I like to believe that I was tapping into my conduit to heaven through my sun roof. That and the wind rippling through my hair and the bright spring sun are what motivate me to open up Golda in this pollen-infested world.
Just last week, for instance, I was in a tight spot with my dissertation. My adviser was convinced that my structure was all wrong and that my previously-written chapters were off and shouldn't be included. She was partly right. The biggest problem, though, was that I didn't have a tight focus. I couldn't figure out the core value of all my little strands. I'd felt blocked the past few months as I tried to hammer out a dissertation that didn't really stand on its own.
So I struggled through it that weekend. I went to all my usual sources of inspiration (including the fabulous Kenwood neighborhood in Chevy Chase for some non-touristy cherry blossom stimulation). I read an article by my dear mentors from a previous life at BYU, Jill & Carol. They seemed to have hit one of my ideas right on, and while I was delighted in their work, I was also a bit disappointed because it's now not mine to make.
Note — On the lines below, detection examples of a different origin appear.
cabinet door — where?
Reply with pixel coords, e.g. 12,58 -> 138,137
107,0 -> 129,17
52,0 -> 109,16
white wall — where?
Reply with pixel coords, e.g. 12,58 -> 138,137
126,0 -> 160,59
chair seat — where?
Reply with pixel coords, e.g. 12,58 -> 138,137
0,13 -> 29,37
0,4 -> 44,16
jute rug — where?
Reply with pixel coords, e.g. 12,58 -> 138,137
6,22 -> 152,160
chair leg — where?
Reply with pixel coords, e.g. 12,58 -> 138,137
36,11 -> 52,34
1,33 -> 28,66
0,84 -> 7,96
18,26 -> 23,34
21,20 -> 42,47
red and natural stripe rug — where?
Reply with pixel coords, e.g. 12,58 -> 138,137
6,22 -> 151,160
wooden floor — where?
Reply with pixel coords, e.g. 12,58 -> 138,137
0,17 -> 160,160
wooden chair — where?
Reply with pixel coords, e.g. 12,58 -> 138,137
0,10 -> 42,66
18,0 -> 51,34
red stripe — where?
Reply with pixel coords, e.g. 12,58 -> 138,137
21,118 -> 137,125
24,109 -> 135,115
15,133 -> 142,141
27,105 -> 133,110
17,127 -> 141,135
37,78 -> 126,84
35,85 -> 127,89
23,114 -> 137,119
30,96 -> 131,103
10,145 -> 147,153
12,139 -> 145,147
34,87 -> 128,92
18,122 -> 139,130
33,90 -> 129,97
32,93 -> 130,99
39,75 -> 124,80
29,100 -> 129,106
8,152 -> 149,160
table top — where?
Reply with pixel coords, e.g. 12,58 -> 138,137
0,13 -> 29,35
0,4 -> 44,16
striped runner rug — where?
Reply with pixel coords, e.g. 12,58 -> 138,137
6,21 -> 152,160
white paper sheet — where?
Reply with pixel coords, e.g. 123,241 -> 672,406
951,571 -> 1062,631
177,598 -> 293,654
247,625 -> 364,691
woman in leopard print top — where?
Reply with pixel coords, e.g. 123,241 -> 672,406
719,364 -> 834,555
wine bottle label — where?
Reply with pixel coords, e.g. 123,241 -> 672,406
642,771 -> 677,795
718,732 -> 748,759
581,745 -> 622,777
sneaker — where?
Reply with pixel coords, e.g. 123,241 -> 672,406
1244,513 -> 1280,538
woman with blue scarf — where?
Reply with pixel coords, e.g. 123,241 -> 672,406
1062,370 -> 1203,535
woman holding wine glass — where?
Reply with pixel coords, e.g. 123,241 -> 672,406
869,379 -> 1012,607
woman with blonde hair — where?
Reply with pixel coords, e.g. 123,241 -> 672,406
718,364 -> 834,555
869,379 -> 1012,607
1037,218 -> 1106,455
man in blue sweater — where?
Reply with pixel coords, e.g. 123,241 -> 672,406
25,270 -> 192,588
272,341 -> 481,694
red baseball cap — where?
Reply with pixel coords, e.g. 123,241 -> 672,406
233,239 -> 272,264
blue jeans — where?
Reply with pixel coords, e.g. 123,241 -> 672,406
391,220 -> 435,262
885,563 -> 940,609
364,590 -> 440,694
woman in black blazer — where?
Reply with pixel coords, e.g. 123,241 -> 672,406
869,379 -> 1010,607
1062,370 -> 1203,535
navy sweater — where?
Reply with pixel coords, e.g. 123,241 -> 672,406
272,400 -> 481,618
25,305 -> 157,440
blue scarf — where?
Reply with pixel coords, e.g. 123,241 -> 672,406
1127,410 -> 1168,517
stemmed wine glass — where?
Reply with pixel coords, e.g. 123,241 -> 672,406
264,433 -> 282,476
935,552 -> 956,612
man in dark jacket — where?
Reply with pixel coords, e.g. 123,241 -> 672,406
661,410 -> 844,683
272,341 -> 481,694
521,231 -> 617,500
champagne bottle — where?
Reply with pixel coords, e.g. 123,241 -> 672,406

And then it hit me. It came. The heavens opened and all of a sudden all these little pieces from my past years of research and papers and exhibits instantly fell into place. CLICK. I figured it out. I saw so clearly, in that beam of sunlight on my back patio last Wednesday, the day before I met with my adviser to restructure my dissertation, and my conduit popped. I welcome those brief moments of clarity. This morning at the gym as I labored on the bike (breathing heavily through my allergy-infested lungs), I had another moment, explaining another part of my life. These are the moments, these bits of light, these conduits, that I cling to and that provide direction for the next little bit. Oh thank goodness!